About The Author

By the grace of God, I bring to you my world of thoughts, my humbled self. These are my ramblings which go on as the time flees, with love that stays.

Saturday, 15 November 2008

Jesus Won It All (Hillsongs)

This is one of the songs which I'm hanging on to at this moment. Just want to share with all of you here.


Monday, 10 November 2008

10 Nov 2008 20:03 KFC Opposite Cathay Cinema

Almost 24 hours after knowing the truth that had been bothering me for the past three months, I'm in a total solitude with the Lord. What has lost will never come back to me, at least not for now. How long the suffering had been when I didn't know the truth! Though it still stabbed my heart and practically numbed my nervous system, I found back that part of me which went missing three months ago. For once again, I'm in awe of God's grace upon me. Once again, I see God's hands cupping my face, touching me who longed for that physical touch, breathing so near to me, telling me... "You are healed. Now go in peace." Though I still feel that immense loss, my First Love, my Ardent Lover, embraces me tightly, wanting to tell me how much He loves me. I know this suffering will join with His suffering, and at the break of dawn, hope will resurface. And I will be whole again.

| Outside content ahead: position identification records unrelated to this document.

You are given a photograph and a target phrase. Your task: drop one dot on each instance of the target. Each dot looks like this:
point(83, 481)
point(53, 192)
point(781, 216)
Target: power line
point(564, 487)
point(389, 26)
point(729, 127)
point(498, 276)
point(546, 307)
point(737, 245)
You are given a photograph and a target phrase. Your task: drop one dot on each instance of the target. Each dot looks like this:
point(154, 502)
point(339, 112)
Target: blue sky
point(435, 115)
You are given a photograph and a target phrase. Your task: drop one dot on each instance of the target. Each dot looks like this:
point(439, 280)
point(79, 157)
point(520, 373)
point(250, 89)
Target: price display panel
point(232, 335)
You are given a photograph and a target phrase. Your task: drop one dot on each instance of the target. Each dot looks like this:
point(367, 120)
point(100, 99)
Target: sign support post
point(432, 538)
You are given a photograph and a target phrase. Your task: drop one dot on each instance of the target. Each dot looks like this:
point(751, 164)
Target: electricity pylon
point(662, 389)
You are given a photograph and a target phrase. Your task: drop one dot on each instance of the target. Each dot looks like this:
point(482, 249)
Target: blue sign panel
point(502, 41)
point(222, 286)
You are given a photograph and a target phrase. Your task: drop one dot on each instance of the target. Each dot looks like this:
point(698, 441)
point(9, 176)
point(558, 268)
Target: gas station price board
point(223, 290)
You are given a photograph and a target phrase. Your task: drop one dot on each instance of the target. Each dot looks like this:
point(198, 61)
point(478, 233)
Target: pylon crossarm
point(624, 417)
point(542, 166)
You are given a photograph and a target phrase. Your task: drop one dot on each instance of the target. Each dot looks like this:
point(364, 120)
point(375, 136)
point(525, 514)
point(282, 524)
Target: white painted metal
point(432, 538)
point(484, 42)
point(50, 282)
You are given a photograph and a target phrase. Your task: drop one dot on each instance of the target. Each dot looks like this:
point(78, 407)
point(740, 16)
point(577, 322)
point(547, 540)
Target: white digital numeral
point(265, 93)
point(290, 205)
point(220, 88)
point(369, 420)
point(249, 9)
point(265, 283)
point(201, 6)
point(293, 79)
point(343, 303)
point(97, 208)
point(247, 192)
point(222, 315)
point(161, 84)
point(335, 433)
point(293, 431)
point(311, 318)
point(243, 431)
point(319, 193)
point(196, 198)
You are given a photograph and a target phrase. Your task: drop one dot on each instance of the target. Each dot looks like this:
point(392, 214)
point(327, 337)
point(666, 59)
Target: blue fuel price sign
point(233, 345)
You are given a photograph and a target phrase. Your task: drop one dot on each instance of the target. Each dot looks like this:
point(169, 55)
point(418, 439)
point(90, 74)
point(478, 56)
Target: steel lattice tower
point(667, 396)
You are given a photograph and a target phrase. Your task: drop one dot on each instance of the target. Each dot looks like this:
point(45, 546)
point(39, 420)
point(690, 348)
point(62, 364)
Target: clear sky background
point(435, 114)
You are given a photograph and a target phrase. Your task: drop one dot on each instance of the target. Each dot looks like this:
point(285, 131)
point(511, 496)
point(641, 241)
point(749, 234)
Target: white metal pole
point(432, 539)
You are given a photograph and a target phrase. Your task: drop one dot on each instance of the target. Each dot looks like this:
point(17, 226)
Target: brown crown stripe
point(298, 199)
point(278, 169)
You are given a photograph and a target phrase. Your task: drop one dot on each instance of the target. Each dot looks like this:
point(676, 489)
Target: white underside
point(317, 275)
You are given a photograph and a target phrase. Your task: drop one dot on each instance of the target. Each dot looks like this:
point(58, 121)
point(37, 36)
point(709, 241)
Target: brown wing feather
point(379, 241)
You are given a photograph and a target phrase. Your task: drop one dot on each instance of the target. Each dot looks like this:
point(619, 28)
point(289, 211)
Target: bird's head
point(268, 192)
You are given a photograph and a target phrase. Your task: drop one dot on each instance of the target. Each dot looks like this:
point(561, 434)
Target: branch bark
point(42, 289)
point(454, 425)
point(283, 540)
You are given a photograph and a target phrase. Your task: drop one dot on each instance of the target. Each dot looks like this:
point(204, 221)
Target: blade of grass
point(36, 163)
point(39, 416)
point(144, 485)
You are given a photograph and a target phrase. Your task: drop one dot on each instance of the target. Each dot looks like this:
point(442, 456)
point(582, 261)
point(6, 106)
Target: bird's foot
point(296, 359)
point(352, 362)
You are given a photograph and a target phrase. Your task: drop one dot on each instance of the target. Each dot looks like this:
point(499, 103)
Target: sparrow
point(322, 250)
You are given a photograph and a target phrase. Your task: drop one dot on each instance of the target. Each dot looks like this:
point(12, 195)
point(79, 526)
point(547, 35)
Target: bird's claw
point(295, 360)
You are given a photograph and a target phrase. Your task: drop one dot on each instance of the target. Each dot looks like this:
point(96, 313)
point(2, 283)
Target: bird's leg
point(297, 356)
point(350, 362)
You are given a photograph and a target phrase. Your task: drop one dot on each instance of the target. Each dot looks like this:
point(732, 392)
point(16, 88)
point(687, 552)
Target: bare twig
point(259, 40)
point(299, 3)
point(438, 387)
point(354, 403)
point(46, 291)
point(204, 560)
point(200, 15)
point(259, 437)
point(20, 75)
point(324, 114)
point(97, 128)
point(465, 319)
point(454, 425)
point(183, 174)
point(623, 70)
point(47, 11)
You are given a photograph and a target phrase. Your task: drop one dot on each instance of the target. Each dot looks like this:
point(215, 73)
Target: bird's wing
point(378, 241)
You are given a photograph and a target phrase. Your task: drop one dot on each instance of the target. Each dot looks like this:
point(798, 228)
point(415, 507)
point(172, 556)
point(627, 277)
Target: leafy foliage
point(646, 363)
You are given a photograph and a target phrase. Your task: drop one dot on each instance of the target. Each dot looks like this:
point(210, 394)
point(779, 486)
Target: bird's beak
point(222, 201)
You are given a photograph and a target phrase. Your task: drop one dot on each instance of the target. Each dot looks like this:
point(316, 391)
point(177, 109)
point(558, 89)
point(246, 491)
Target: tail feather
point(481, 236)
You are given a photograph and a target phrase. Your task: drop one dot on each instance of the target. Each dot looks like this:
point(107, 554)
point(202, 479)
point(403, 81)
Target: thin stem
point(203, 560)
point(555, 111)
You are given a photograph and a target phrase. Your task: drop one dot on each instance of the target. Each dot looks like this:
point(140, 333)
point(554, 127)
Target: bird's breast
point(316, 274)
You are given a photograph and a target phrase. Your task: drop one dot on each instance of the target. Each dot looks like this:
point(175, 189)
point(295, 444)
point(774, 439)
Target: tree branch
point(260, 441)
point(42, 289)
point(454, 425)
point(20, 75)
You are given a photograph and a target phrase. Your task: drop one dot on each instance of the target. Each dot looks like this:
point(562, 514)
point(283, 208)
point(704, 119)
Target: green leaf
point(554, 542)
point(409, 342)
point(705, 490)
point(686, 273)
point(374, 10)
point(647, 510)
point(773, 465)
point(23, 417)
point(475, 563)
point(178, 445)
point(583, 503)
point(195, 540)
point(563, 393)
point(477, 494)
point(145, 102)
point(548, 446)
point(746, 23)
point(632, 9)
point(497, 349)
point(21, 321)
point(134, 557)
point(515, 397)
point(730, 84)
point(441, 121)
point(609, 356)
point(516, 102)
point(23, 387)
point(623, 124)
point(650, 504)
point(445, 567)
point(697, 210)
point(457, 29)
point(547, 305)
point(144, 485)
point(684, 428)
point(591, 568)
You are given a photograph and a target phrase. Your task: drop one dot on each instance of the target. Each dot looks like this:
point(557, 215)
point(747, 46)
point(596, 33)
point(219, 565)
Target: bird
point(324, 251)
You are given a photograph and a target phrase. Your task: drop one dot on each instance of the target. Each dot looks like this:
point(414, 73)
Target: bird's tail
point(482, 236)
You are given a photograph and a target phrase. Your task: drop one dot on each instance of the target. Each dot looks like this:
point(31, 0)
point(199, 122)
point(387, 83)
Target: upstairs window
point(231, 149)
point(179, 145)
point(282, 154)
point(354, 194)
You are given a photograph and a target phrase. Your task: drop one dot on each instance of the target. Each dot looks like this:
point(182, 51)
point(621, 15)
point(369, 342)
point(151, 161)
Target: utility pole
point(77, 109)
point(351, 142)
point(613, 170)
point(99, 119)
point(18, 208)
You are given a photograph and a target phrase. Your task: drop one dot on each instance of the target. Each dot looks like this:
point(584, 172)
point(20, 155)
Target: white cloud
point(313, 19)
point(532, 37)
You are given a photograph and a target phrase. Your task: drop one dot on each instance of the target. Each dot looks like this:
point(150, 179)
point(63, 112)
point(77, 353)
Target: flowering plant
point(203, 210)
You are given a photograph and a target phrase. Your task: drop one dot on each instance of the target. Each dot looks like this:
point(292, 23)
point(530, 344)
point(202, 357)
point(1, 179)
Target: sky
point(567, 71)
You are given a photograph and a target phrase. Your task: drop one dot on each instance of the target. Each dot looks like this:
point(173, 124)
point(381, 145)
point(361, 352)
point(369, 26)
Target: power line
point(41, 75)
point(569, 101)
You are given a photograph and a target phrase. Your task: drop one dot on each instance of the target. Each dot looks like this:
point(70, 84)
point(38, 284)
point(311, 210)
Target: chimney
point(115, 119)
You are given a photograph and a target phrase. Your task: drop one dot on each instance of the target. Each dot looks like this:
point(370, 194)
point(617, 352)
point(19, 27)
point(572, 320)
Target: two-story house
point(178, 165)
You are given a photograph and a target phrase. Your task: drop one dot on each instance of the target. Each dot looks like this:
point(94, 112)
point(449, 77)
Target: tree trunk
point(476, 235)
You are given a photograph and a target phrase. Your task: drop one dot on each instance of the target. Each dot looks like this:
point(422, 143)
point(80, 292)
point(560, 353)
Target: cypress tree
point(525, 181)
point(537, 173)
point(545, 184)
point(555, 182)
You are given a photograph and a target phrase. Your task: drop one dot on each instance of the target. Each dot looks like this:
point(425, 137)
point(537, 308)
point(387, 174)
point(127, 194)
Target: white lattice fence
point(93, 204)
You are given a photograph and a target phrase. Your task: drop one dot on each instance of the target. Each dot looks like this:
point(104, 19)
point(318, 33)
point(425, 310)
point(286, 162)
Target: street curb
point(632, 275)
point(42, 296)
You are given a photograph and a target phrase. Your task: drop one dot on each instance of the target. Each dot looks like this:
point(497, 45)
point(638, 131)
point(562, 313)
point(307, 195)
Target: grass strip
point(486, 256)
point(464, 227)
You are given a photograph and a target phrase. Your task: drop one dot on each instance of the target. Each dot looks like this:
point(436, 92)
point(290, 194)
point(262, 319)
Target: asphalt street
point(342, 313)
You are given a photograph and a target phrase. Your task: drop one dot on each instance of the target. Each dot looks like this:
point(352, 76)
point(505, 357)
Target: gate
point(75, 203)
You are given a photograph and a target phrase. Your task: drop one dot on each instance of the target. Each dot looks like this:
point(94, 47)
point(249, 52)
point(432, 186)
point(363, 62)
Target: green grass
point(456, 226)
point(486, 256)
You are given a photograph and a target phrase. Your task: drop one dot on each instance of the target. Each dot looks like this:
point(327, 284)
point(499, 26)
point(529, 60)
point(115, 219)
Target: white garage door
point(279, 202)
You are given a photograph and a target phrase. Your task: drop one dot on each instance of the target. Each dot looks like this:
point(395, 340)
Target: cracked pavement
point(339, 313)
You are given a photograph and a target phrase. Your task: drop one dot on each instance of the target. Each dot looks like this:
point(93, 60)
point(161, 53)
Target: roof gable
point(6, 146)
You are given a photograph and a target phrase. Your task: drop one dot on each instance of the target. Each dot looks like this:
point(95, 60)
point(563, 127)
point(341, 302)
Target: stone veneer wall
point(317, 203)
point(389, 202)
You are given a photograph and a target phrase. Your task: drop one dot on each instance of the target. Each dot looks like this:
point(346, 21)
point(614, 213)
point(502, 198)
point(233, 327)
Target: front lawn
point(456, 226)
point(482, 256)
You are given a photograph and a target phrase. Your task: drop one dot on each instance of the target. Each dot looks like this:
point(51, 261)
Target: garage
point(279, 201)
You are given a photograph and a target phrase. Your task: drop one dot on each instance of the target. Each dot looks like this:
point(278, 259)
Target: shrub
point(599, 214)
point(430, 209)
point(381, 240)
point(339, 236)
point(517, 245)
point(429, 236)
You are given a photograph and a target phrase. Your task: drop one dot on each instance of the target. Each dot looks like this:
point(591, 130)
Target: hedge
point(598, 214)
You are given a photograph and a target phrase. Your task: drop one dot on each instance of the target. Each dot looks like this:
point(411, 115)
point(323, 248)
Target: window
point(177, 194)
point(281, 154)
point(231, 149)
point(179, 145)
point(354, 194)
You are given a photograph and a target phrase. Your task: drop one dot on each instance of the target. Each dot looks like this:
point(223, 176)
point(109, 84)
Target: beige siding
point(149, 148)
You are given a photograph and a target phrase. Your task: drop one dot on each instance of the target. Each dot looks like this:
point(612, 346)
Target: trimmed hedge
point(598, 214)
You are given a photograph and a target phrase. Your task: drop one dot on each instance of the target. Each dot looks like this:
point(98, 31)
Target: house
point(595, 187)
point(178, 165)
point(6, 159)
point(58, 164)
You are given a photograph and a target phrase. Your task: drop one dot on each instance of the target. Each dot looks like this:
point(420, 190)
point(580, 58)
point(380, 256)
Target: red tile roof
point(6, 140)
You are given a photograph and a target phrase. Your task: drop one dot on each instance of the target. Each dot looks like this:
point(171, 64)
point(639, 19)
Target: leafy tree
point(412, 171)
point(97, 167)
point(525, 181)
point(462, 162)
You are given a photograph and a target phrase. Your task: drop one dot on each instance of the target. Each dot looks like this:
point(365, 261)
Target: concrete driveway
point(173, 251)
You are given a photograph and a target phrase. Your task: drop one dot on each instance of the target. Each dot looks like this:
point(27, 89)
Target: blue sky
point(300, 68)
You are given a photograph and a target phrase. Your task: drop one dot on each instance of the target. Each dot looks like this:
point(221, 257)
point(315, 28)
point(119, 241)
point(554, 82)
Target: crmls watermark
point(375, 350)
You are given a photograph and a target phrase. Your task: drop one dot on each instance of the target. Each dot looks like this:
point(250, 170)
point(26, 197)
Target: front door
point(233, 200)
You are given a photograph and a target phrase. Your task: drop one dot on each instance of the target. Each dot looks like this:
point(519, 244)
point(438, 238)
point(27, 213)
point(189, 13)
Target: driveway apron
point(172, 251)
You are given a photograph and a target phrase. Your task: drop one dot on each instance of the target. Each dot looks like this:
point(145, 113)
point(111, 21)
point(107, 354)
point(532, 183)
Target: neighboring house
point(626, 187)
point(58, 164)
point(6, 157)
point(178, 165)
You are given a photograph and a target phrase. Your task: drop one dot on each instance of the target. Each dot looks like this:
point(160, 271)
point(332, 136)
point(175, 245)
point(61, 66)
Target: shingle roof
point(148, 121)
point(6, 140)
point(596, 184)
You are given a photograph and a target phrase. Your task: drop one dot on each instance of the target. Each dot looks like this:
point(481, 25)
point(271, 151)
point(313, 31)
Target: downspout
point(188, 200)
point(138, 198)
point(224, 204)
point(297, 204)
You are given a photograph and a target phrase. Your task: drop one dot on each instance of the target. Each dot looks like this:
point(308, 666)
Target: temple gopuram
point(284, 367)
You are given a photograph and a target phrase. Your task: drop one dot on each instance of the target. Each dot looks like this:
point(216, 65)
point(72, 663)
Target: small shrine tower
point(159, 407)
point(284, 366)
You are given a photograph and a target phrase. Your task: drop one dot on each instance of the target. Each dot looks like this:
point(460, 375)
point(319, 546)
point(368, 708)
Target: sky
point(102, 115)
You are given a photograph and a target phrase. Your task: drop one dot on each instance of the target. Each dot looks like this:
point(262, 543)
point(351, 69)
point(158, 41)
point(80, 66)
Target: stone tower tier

I know this inability to sleep in the middle of the night for the past two nights is just short-term effect. I experienced that earlier when I was very sick with flu, cough, fever. Even with two types of medication which caused drowsiness, I would be wide awake in the middle of the night coughing my lungs out trying to breathe and cry and cough at the same time. This time, no cough, no flu, no fever. I just can't sleep. Perhaps I'm too scared to sleep, knowing that there will be a chance I might forget the surge of God's love flooding my empty heart. I don't want to forget, but every morning I woke up with such a void in it. Or maybe, my brain is figuring out how can I stand up again after this betrayal, this strange lie people told right into my face. Christ did, so I have to, even I'm so weak. Christ forgave Judas... Every day ever since July 2008, this strength to carry on is not mine, but His. If it were to be mine, I would have long gone down to hell. Thank God for Christ the strength and refuge for my soul.

Friday, 7 November 2008

I had manicure done in preparation for Lidz's wedding tomorrow... I kinda like the design... And I purchased a dress which I looked good in (finally!) in 1Borneo last night... It was a spur out of the moment kind of splurging on myself...

In fact, I'm missing someone who was so dearly to me that my heart is at the point of breaking again... Because of a person, everything changed. Now, nothing else for me in his life. How I wish things would be better. My heart is crying... I am crying.

Where is the love of God that we used to share? Where is the care and concern we used to share? Where is the vision we shared? Where are you now?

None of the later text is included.